Only, it is easy to be apathetic when we are sitting in America, in a country where we generally don't have to worry about our basic human dignity being respected. The quote from the Ghosts of Rwanda was so tragically true: "the US has no friends; the US has interests. The US has no interest in Africa." Human rights doesn't mean crap to us to when ours aren't being threatened. We said we would never let another Holocaust happen, we came up with idealistic conventions to check states, then Rwanda happened, now Sudan is happening - 800,000 and another 2 million plus - and it means nothing to us. The Genocide COnvention is just a joke to the Hutus and the Janjiweed - and why shouldn't it be?

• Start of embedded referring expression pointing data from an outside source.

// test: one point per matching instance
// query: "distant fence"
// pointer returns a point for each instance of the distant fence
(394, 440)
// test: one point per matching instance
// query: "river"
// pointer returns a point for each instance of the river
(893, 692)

We've given them no indication that it is actually more than a naive ideal.

Robert E. Williams said...

I always appreciate your comments, Cathrin.

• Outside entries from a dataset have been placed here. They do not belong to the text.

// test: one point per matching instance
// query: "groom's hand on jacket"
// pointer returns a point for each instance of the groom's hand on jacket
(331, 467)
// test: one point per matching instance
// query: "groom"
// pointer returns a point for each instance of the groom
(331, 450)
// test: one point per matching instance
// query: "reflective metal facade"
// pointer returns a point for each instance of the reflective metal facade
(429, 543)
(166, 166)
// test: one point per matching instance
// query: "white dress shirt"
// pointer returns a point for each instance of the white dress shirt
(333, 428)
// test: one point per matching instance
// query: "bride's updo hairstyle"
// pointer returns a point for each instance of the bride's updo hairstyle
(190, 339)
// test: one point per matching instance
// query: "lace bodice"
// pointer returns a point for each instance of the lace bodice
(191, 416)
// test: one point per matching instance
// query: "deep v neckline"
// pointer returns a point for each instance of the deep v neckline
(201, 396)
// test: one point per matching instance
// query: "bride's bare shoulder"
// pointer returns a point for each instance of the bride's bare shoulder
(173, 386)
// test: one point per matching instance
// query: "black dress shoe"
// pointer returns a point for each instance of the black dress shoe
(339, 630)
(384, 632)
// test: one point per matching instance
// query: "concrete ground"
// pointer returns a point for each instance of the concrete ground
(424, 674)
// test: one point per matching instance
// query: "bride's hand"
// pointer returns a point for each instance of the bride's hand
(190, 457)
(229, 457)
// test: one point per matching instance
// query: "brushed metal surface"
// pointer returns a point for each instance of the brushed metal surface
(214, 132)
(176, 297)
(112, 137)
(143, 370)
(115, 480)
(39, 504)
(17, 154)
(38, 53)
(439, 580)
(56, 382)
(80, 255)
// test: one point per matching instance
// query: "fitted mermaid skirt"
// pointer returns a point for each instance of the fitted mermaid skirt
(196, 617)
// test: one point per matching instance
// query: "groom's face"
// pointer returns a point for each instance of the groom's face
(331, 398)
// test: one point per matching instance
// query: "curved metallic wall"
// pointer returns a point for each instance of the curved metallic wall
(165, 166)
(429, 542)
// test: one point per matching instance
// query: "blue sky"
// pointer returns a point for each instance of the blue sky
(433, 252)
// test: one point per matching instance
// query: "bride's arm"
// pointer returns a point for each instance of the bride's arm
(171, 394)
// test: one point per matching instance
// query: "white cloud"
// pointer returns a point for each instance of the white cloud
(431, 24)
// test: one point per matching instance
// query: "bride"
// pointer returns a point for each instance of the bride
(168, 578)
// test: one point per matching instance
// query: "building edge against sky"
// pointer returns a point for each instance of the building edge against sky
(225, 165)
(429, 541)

Like you, I thought of Sudan when reading the "cheese sandwich" discussion. But I also thought of the Johns Hopkins University study in The Lancet that suggests that as many as 100,000 Iraqis have been killed in the Iraq War. It's not that I would call the war in Iraq a genocide or equate American policy with what the Sudanese government has done in Darfur; if we are to speak coherently about morality, we have to respect important moral distinctions and avoid using important categories--such as "genocide"--indiscriminately. I would, however, suggest that we are shockingly indifferent to all kinds of large-scale killing.

Meagan Butler said...

In response to Cathrin's passionate thoughts, here's a question to add to the mix: Why is there a disconnect between American self-interest and the state of human rights worldwide? Is it not in one’s own best interest to aid other nations and add to the stability of the world?

I cannot help but be reminded of the line from Dr. Martin Luther King’s Letter from a Birmingham Jail where he wrote, “moreover, I am cognizant of the interrelatedness of all communities and states…Injustice anywhere is a threat to justice everywhere. We are caught in an inescapable network of mutuality, tied in a single garment of destiny. Whatever affects one directly, affects all indirectly.” Although Dr. King was specifically commenting on domestic policies, I think a strong case can be made for this idea within a global context. Human rights abuses ARE a threat to us all (at least indirectly), and therefore we should act out of “American self-interest,” if not loving concern, on behalf of the oppressed.

Robert E. Williams said...

Thanks for your comment, Meagan. Having just returned from Birmingham (and a visit to the Birmingham Civil Rights Institute), I especially appreciate the lines from Martin Luther King, Jr.